The International Organization for Migration estimates that 3.6 million people are now internally displaced across Ukraine. Around half are women and girls. In many areas of the country, particularly in central and western oblasts where evacuees from the east tend to arrive, temporary shelters and ‘collective centres’ are their only refuge. These sites, some housing over 60 000 people, are supported by the Camp Coordination and Camp Management Cluster, a UN-led effort often directly funded by USAID’s Bureau of Humanitarian Assistance. Those funds have now disappeared.
For residents of these shelters, the loss of funding means losing access to essential non-food items: hygiene kits, menstrual supplies, solar lamps, bedding and winter heating. These are basic tools for survival – and dignity – in conflict. For women, especially, they can also be a first line of protection against violence.
With no safety net and no sign of restored US assistance, many of these families are left waiting — or disappearing from care entirely.
A credibility crisis for Ukraine’s allies
The humanitarian vacuum left by the US retreat is a test not just for Ukraine, but for its international partners. And at its heart is a political question: what kind of ally does Europe want to be?
The conversation around aid to Ukraine in Europe has largely centred on weapons and reconstruction — tanks, drones and long-term recovery. But trauma doesn’t wait for peace treaties. The costs of the US funding freeze are not abstract accounting errors. They are being paid daily, by some of the most vulnerable people in Ukraine.
For many Ukrainians, the suddenness of the US withdrawal feels like abandonment. As First Lady Zelenska herself put it in March, the psychological toll of war is not something that can be postponed. The country’s resilience, its post-war future, even its ability to function as a democracy — all hinge on its capacity to care for its people in the here and now.
European governments should earmark emergency funds to sustain essential mental health and GBV services.
Europe cannot simply ‘backfill’ American aid. But it can act, and quickly, to stop the collapse of Ukraine’s humanitarian front line.

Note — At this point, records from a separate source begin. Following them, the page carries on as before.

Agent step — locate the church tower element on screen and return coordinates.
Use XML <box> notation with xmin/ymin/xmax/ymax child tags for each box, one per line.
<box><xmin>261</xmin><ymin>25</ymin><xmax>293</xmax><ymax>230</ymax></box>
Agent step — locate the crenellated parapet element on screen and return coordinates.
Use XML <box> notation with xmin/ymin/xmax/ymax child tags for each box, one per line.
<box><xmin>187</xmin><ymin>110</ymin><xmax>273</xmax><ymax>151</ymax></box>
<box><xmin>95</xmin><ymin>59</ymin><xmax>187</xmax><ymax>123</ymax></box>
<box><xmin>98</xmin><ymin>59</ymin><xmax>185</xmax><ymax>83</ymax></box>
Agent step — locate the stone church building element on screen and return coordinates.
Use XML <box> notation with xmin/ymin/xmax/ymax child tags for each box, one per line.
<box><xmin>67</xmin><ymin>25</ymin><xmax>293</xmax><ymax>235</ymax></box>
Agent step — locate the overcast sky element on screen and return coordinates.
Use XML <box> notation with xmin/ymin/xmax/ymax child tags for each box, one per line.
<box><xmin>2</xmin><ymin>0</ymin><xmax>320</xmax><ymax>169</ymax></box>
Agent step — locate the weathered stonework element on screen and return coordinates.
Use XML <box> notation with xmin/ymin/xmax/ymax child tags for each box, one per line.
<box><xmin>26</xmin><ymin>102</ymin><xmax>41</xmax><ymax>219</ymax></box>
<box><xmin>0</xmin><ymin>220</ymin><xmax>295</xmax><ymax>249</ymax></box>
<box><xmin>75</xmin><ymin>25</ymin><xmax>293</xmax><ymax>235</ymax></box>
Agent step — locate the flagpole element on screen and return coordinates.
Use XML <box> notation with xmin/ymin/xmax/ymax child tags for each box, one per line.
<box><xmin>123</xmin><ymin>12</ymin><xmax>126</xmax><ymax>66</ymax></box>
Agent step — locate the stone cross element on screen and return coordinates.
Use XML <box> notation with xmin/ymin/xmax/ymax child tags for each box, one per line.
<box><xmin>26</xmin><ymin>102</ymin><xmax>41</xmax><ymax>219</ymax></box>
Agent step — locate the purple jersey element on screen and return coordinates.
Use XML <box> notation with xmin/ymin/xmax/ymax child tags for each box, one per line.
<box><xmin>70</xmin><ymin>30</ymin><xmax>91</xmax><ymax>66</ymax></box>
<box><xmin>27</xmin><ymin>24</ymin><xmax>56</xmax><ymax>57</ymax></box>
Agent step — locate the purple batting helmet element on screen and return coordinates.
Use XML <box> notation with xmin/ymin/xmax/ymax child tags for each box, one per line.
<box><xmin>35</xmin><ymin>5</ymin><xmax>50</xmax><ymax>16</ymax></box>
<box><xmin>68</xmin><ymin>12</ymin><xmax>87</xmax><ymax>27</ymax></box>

The first step is financial. European governments, through the EU or bilaterally, should earmark emergency funds to sustain essential mental health and GBV services through the next six months. That includes direct funding for NGOs already delivering care on the ground.
Second, programmes like Zelenska’s National Mental Health initiative should receive strategic and technical support from European institutions. That means not just grants, but embedded coordination, training and scalable funding models.
Third, and perhaps most provocatively, the EU must advance serious proposals to use frozen Russian assets to support Ukraine’s social infrastructure. There is no moral or political justification for allowing these resources to sit idle while Ukrainian women go without trauma care or shelter.
If Ukraine is to win this war, it must do more than hold the front line. It must hold itself together. The current scramble to find emergency funding – or to simply ‘get by’ – is no strategy. It’s a slow bleed.